Washington's casting is a clue as to how the role of Garber has changed. Rechristened Walter (in tribute to Matthau?), Garber is now a beleaguered, tainted family man, a high-level transit official busted down to dispatcher while the department investigates allegations of bribery. Garber just happens to be the dispatcher working the southbound desk when Ryder calls with his demands: $10 million delivered to the hijacked train in one hour, or else he will shoot one hostage for every minute the money is late.
From there, Scott does a good job of pacing the suspense (though, along with the camera tricks, I could have done without Scott's flashing "43 MINUTES," "12 MINUTES," etc. across the screen at intervals). A hostage negotiator (John Turturro) enters the action, as does the mayor (James Gandolfini). However, they have little effect on Ryder, a seething sociopath and self-styled Anton Chigurh, who glories in passing judgment on his victims and blaming them for his gory misdeeds.
Scott and Helgeland take full advantage of the computer technology, both plot- and CGI-wise, that did not exist in Sargent and Stone's day.

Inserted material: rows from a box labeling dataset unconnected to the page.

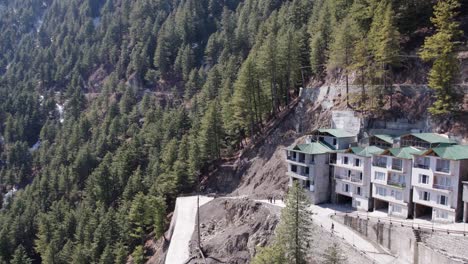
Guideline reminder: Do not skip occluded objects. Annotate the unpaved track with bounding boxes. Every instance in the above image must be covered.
[259,200,397,264]
[165,196,213,264]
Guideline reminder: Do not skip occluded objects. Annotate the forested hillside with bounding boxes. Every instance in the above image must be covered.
[0,0,468,263]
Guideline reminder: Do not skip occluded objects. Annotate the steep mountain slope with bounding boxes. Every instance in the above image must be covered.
[0,0,467,263]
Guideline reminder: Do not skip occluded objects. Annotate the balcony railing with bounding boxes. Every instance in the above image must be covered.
[351,177,362,183]
[335,175,349,180]
[372,162,387,168]
[387,181,406,188]
[436,167,450,173]
[414,163,429,170]
[433,183,453,191]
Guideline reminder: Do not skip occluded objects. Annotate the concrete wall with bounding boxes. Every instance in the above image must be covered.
[332,111,361,135]
[335,216,463,264]
[311,154,330,204]
[417,243,465,264]
[463,182,468,203]
[341,217,417,263]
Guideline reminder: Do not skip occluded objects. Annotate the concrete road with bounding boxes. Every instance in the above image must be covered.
[259,200,398,264]
[166,196,213,264]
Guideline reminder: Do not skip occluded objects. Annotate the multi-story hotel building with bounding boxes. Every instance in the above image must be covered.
[411,145,468,222]
[371,147,421,218]
[332,146,382,211]
[286,129,356,204]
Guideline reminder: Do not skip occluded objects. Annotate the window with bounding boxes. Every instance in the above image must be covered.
[419,191,431,201]
[392,159,403,171]
[342,184,349,192]
[375,187,387,196]
[354,159,361,167]
[414,157,431,169]
[437,195,448,205]
[291,165,297,172]
[372,156,387,168]
[391,190,403,200]
[418,174,429,184]
[299,153,305,163]
[436,159,450,173]
[436,210,448,219]
[374,171,385,181]
[434,177,452,190]
[392,205,403,214]
[343,157,349,164]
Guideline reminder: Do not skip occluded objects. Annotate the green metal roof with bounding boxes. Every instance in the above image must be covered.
[374,134,393,144]
[380,147,424,159]
[288,142,332,155]
[410,133,456,144]
[423,145,468,160]
[317,128,356,138]
[347,146,383,157]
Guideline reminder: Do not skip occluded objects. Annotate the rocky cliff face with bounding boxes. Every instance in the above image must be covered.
[189,198,280,264]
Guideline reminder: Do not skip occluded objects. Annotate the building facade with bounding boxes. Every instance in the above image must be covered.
[463,181,468,223]
[332,146,382,211]
[286,142,331,204]
[371,147,421,218]
[286,129,468,222]
[411,145,468,222]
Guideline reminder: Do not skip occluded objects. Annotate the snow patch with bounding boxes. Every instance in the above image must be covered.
[29,140,41,152]
[3,187,18,208]
[55,104,65,123]
[93,17,101,28]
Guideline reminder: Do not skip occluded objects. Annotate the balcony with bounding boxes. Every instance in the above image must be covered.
[433,183,453,191]
[351,177,362,183]
[372,162,387,168]
[413,163,429,170]
[387,181,406,188]
[436,167,450,173]
[335,175,349,180]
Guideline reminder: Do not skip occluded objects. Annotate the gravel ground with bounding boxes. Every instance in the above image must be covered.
[422,234,468,263]
[312,226,372,264]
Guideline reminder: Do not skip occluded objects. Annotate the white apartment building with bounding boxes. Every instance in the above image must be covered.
[286,142,331,204]
[411,145,468,222]
[463,182,468,223]
[332,146,383,211]
[311,129,357,150]
[371,147,422,218]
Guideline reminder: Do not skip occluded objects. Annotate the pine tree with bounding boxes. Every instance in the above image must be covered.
[277,182,313,264]
[11,245,32,264]
[369,0,400,104]
[419,0,462,115]
[252,243,287,264]
[323,243,346,264]
[198,101,223,162]
[328,16,355,106]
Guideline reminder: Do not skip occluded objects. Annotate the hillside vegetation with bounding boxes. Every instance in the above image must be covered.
[0,0,468,263]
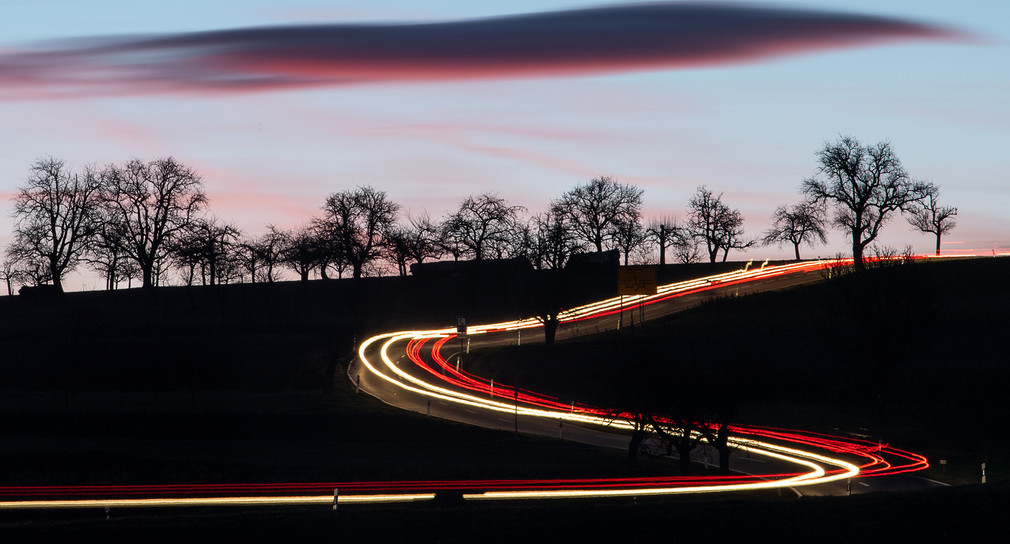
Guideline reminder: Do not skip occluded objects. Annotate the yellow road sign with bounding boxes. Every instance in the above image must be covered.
[617,264,655,295]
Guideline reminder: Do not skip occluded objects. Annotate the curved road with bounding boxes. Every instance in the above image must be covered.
[348,261,938,499]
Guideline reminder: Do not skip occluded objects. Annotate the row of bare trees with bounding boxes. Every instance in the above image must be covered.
[0,136,957,293]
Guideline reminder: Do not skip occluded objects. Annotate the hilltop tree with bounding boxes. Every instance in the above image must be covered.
[102,156,207,288]
[908,184,957,255]
[441,193,524,260]
[802,136,928,271]
[281,226,325,282]
[550,176,642,251]
[645,217,700,266]
[12,156,100,292]
[524,209,580,270]
[614,219,651,266]
[314,187,400,279]
[239,225,286,284]
[172,217,241,286]
[393,213,444,275]
[687,186,754,262]
[764,201,827,260]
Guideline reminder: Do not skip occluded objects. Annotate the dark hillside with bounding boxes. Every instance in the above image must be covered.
[475,258,1010,476]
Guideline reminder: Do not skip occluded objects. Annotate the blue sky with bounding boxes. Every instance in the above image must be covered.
[0,0,1010,289]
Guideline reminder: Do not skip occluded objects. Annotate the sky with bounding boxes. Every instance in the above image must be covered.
[0,0,1010,290]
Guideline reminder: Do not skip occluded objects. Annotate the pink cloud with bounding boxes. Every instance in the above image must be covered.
[0,3,958,99]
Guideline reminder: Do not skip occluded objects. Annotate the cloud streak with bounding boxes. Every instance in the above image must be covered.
[0,3,960,100]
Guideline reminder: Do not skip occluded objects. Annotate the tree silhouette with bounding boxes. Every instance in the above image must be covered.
[802,136,928,271]
[102,156,207,288]
[550,176,642,251]
[687,186,754,262]
[908,184,957,255]
[12,156,100,292]
[764,201,827,260]
[314,187,400,278]
[442,193,524,260]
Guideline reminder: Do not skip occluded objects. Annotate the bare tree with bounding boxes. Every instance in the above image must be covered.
[281,226,326,282]
[394,213,444,274]
[441,193,524,260]
[687,186,754,262]
[4,239,53,290]
[236,225,286,284]
[613,218,650,266]
[908,184,957,255]
[802,136,928,271]
[550,176,642,256]
[0,251,25,296]
[314,187,400,278]
[13,156,100,292]
[171,217,241,286]
[102,157,207,288]
[645,217,701,266]
[764,201,827,260]
[524,209,581,270]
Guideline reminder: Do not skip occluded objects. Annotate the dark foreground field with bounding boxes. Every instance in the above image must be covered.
[0,259,1010,542]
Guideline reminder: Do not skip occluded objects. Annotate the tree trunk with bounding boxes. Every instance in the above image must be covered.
[543,314,561,348]
[852,232,867,273]
[677,438,694,476]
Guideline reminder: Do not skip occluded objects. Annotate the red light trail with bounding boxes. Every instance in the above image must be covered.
[0,260,928,509]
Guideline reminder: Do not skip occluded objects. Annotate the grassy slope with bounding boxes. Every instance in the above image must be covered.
[0,260,1010,542]
[471,259,1010,481]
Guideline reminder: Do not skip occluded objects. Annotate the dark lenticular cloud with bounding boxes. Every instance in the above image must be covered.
[0,3,956,99]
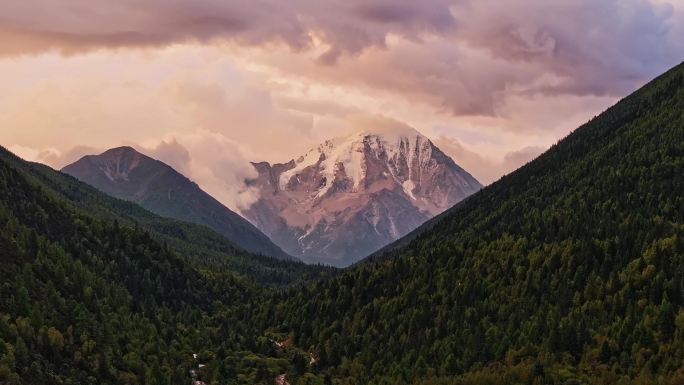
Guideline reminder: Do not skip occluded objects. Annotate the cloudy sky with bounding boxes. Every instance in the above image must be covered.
[0,0,684,209]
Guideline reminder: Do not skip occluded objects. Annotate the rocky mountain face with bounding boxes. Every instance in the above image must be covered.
[243,128,482,266]
[62,147,291,259]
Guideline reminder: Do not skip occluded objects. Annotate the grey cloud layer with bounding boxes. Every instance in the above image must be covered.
[0,0,454,62]
[0,0,684,115]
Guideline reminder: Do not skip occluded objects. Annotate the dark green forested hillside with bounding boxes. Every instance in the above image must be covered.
[263,61,684,384]
[0,58,684,385]
[0,148,334,286]
[0,148,330,385]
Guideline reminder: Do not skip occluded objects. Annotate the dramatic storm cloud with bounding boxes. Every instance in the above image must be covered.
[0,0,684,208]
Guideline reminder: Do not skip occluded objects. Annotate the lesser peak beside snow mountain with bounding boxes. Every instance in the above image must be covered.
[244,127,482,266]
[62,147,291,259]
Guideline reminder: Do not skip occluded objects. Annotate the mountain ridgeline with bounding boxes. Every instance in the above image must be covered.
[0,59,684,385]
[266,61,684,384]
[62,147,291,259]
[244,124,482,266]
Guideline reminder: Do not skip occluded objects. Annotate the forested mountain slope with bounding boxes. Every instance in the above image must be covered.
[0,148,332,385]
[62,147,293,259]
[263,61,684,384]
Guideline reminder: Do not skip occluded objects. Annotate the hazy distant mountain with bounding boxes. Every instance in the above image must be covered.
[244,128,482,266]
[62,147,291,258]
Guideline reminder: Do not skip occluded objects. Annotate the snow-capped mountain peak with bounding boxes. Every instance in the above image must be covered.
[279,127,433,199]
[245,126,481,265]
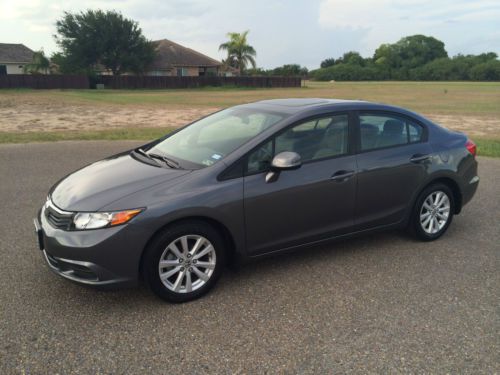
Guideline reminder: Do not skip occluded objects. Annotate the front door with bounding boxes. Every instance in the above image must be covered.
[244,114,356,255]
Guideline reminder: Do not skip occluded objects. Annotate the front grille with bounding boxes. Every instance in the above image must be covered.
[45,204,73,230]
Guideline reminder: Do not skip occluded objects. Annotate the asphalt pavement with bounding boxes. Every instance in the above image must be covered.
[0,142,500,374]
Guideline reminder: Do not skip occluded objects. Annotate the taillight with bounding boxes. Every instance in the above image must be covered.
[465,139,477,156]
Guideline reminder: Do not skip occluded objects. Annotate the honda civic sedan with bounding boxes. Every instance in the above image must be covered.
[34,99,479,302]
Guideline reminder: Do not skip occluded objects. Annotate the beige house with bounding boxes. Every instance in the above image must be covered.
[146,39,222,77]
[0,43,34,75]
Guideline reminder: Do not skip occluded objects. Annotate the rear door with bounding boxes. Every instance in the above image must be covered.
[355,111,431,229]
[244,113,356,255]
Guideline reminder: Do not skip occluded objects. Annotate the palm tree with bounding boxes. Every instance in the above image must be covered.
[219,30,257,75]
[23,50,50,74]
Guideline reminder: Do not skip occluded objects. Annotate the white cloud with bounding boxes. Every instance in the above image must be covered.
[0,0,500,68]
[318,0,500,54]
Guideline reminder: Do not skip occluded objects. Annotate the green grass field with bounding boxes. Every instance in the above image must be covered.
[0,82,500,157]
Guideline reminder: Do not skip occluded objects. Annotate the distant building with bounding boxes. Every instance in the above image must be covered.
[0,43,34,75]
[146,39,222,77]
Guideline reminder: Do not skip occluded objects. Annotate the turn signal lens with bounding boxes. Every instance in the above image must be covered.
[465,139,477,156]
[110,210,141,225]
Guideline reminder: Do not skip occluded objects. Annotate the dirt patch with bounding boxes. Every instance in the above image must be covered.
[427,114,500,137]
[0,95,500,137]
[0,99,218,132]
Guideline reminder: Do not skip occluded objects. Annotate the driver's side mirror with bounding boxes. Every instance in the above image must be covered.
[266,151,302,182]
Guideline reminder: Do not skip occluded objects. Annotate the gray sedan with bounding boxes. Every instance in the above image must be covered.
[34,99,479,302]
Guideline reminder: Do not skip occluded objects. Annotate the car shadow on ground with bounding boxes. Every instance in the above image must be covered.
[37,231,418,310]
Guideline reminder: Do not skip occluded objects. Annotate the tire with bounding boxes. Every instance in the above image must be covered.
[142,220,226,303]
[411,183,455,241]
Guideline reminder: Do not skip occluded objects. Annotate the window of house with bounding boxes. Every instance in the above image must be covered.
[359,113,423,151]
[247,114,348,174]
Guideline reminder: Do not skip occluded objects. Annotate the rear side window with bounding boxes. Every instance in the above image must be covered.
[359,113,424,151]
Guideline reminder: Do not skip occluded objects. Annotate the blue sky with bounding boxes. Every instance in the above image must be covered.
[0,0,500,68]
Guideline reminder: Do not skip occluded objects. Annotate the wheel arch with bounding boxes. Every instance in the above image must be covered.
[138,215,238,279]
[424,177,462,214]
[411,176,462,215]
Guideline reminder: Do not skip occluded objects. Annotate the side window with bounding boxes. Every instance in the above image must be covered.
[407,122,424,143]
[247,140,273,174]
[359,113,423,151]
[246,114,349,174]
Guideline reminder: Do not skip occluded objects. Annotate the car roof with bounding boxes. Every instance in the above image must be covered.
[242,98,428,122]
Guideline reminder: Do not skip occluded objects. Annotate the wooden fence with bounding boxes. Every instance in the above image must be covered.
[96,76,301,89]
[0,74,301,89]
[0,74,90,89]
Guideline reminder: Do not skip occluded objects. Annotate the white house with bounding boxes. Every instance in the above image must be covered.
[0,43,33,75]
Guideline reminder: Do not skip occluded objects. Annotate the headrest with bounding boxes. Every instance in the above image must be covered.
[361,123,378,134]
[384,120,404,134]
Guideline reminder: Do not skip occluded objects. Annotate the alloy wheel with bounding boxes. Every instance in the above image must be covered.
[158,234,217,293]
[420,190,450,235]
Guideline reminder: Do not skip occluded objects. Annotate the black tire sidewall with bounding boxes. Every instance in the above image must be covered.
[412,183,455,241]
[142,220,226,303]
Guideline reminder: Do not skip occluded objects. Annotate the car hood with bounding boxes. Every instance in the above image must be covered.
[50,153,190,211]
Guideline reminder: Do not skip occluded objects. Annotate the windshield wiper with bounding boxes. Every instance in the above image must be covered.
[134,147,182,169]
[146,153,181,169]
[134,147,159,164]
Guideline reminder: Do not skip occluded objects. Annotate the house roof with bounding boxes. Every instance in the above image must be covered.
[0,43,34,63]
[151,39,222,70]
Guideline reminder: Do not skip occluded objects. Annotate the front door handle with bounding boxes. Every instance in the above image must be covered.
[410,154,431,163]
[331,171,354,181]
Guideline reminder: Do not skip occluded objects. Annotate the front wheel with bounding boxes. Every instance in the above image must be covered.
[143,221,225,302]
[412,184,455,241]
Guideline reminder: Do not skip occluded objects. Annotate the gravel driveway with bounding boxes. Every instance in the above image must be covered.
[0,142,500,374]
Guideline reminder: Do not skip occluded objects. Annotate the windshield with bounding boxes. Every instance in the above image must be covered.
[148,107,285,167]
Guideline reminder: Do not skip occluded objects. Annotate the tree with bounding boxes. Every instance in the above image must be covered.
[373,35,448,79]
[55,10,156,75]
[23,49,50,74]
[320,57,336,68]
[219,30,257,74]
[271,64,309,76]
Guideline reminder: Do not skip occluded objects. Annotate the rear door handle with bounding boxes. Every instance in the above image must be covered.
[331,171,354,181]
[410,154,431,163]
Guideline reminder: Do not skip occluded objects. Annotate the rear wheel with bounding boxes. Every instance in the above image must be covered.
[143,221,225,302]
[412,183,455,241]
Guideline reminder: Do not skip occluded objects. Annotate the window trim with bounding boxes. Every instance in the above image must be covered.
[353,109,429,154]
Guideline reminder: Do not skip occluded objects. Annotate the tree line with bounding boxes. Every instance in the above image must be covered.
[309,35,500,81]
[25,10,500,81]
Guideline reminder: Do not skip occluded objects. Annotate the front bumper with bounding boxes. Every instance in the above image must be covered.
[34,208,147,289]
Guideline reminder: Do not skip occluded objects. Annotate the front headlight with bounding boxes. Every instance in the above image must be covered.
[73,209,142,230]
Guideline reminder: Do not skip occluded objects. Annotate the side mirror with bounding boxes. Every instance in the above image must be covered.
[266,151,302,182]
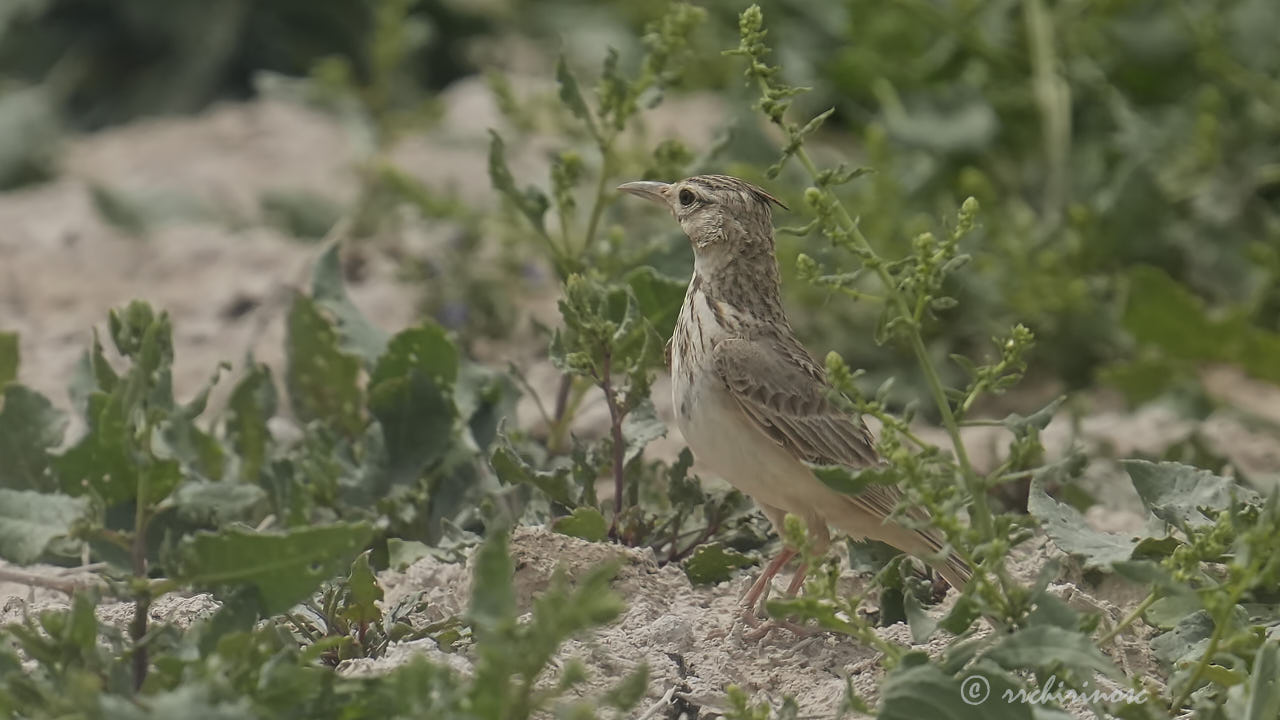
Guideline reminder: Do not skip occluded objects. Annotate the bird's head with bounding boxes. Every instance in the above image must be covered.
[618,176,786,269]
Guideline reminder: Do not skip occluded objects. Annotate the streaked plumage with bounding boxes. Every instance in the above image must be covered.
[621,176,969,602]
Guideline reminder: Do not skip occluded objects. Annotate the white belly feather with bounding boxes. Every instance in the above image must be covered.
[671,288,832,516]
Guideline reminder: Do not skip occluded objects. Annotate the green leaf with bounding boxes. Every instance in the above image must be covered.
[0,488,88,565]
[1000,395,1066,436]
[684,542,755,584]
[1123,265,1280,382]
[556,55,600,142]
[489,436,577,507]
[489,131,550,230]
[369,325,458,484]
[1226,639,1280,720]
[876,662,1032,720]
[0,332,19,389]
[1027,471,1137,568]
[342,550,383,625]
[902,592,938,644]
[622,397,667,462]
[387,538,431,570]
[552,507,609,542]
[173,480,266,527]
[1151,610,1213,667]
[174,523,372,615]
[983,625,1120,678]
[1121,460,1262,528]
[257,188,342,240]
[0,383,67,491]
[227,363,276,484]
[625,265,689,341]
[284,295,365,437]
[938,594,982,635]
[311,242,388,364]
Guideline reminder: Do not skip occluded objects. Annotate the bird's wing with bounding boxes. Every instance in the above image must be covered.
[712,337,899,518]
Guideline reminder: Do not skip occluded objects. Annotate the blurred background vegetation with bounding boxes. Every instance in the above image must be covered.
[0,0,1280,406]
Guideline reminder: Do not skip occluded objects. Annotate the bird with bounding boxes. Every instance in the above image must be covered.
[618,174,970,625]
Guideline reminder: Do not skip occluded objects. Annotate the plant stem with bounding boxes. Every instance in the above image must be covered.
[582,133,616,252]
[600,350,626,536]
[1169,602,1234,714]
[129,470,151,692]
[539,373,573,454]
[795,147,995,538]
[1098,593,1157,647]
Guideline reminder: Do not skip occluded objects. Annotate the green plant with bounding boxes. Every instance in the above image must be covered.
[716,6,1277,717]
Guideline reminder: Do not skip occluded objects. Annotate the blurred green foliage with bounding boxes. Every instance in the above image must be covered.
[0,0,1280,398]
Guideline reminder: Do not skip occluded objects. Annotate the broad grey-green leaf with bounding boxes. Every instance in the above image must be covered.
[387,538,431,570]
[174,523,374,615]
[342,551,383,624]
[1225,639,1280,720]
[625,265,687,341]
[227,364,276,484]
[0,383,67,489]
[552,506,609,542]
[369,325,458,484]
[284,295,365,437]
[489,131,550,234]
[1027,474,1137,568]
[983,625,1120,678]
[467,529,516,642]
[556,55,600,140]
[876,662,1032,720]
[489,436,577,507]
[1151,610,1213,667]
[173,480,266,527]
[311,242,388,364]
[1000,395,1066,434]
[0,488,88,565]
[622,398,667,462]
[52,387,141,507]
[902,592,938,644]
[684,542,755,584]
[0,332,19,389]
[1121,460,1261,528]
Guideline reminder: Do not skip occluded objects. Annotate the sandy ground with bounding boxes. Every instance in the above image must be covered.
[0,75,1280,719]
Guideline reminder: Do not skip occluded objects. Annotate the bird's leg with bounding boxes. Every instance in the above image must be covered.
[742,547,796,628]
[787,562,809,597]
[742,519,831,641]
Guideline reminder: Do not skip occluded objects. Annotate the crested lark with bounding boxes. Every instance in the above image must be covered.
[618,176,969,624]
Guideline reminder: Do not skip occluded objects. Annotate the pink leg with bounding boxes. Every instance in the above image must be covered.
[787,564,809,597]
[742,547,796,623]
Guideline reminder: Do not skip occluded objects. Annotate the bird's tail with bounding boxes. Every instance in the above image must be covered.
[828,499,973,591]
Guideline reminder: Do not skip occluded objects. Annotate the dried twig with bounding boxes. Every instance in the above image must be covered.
[0,568,106,594]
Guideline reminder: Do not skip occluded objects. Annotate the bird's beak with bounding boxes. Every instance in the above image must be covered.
[618,181,671,205]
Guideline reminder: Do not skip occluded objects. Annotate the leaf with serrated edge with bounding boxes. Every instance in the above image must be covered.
[552,507,609,542]
[0,489,88,565]
[174,523,372,615]
[311,242,388,364]
[684,542,755,584]
[1027,474,1137,568]
[0,384,67,489]
[1121,460,1262,528]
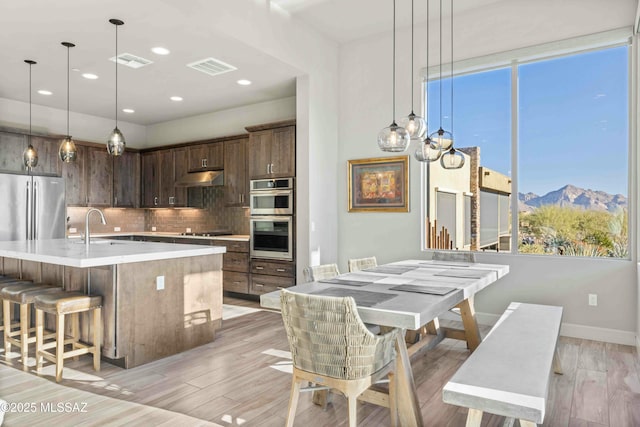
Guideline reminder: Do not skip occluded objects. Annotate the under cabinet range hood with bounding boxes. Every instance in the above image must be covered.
[175,171,224,187]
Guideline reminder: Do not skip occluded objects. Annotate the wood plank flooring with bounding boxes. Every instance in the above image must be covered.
[0,297,640,427]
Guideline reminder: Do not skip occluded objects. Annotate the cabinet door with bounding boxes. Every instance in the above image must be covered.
[113,151,140,208]
[140,152,159,208]
[62,144,87,206]
[31,136,62,176]
[249,130,273,179]
[0,132,27,172]
[173,148,189,206]
[270,126,296,178]
[87,147,113,206]
[224,138,249,206]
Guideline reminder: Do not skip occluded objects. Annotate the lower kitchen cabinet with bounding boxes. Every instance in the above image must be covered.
[249,259,295,295]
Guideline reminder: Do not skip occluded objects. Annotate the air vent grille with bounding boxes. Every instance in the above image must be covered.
[187,58,237,76]
[109,53,153,69]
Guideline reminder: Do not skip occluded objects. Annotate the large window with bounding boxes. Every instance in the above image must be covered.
[425,37,629,258]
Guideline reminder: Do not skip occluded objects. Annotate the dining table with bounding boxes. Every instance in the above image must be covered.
[260,259,509,426]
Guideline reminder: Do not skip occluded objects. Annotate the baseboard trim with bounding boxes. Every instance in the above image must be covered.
[476,313,640,353]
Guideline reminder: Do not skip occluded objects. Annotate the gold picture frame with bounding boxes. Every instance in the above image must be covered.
[348,156,409,212]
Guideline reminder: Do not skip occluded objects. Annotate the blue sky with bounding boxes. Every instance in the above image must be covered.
[429,46,629,196]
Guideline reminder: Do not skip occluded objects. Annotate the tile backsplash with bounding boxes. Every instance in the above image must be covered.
[67,187,249,234]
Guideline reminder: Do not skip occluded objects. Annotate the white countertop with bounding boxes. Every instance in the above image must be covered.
[67,231,249,242]
[0,239,226,268]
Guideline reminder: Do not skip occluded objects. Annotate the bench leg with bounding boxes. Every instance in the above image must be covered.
[456,297,482,352]
[465,408,482,427]
[553,346,564,375]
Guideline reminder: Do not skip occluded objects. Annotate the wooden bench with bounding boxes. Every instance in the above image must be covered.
[442,302,562,427]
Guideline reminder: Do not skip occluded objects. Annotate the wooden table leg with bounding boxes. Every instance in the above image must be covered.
[456,296,482,352]
[394,334,424,427]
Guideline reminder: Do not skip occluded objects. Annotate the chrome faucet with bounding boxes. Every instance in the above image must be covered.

Using the train's Internet system, Ryder finds news articles about Garber and the bribery accusations against him. Insisting on dealing only with Garber, Ryder bullies him, goads him, demands a confession on pain of a hostage's death. He insists he and Garber are brothers in their desires and motivations. Meanwhile, Garber works with the police and the mayor to find out who Ryder is and how he assembled his gang.
Scott and Helgeland introduce a theme—redemption—that played no part in the original. All the main characters in the new film have made serious mistakes of one kind or another; the differences between them can be measured in whether they can own up to their mistakes and how they make amends. To Ryder, everything is everyone's fault except his, and nothing matters except the size of his bank account. The extent to which the other characters can distinguish themselves from him defines their value as human beings. The mayor in the Scott version is nearly as unpopular as his counterpart in the original, thanks to a well-publicized sex scandal, but turns out to be a much better man. Similarly, the hostage negotiator, after an egregious error at the beginning, recovers himself and proves savvy and competent. As for Garber—well, that's the crux of the movie. In our talk-show-fueled confessional times, redemption is a fad. But it also is a basic human motivation, and Scott and Helgeland make it more than just an add-on to the plot.
Travolta's role is of course the showiest, allowing him to feast on the scenery—and few actors today make a tastier meal of that.
Washington is equally compelling in a much less flashy role; his famously wide range encompasses everything from saintliness to dire villainy, and this particular stop on the continuum—embattled, flawed but hopeful decency—suits him wonderfully. Gandolfini, who is always a treat to watch, makes a thoroughly believable big-city mayor, and Turturro is serious and straightforward as the hostage negotiator.
Scott and Helgeland don't provide as many distinctive smaller roles as Sargent and Stone did, but some minor players stand out nevertheless. I liked Luis Guzman as a member of Ryder's gang, Aunjanue Ellis as Garber's wife, and especially Alex Kaluzhsky as Geo, a teen hostage whose laptop provides a fragile link between the hijacked train and the outside world.
The two versions of Pelham can be seen as symbolic of the attitudes of New Yorkers at the times they were made. If the later version of the film seems more generic, alas so does the later version of New York. For that matter, so does the later version of the world.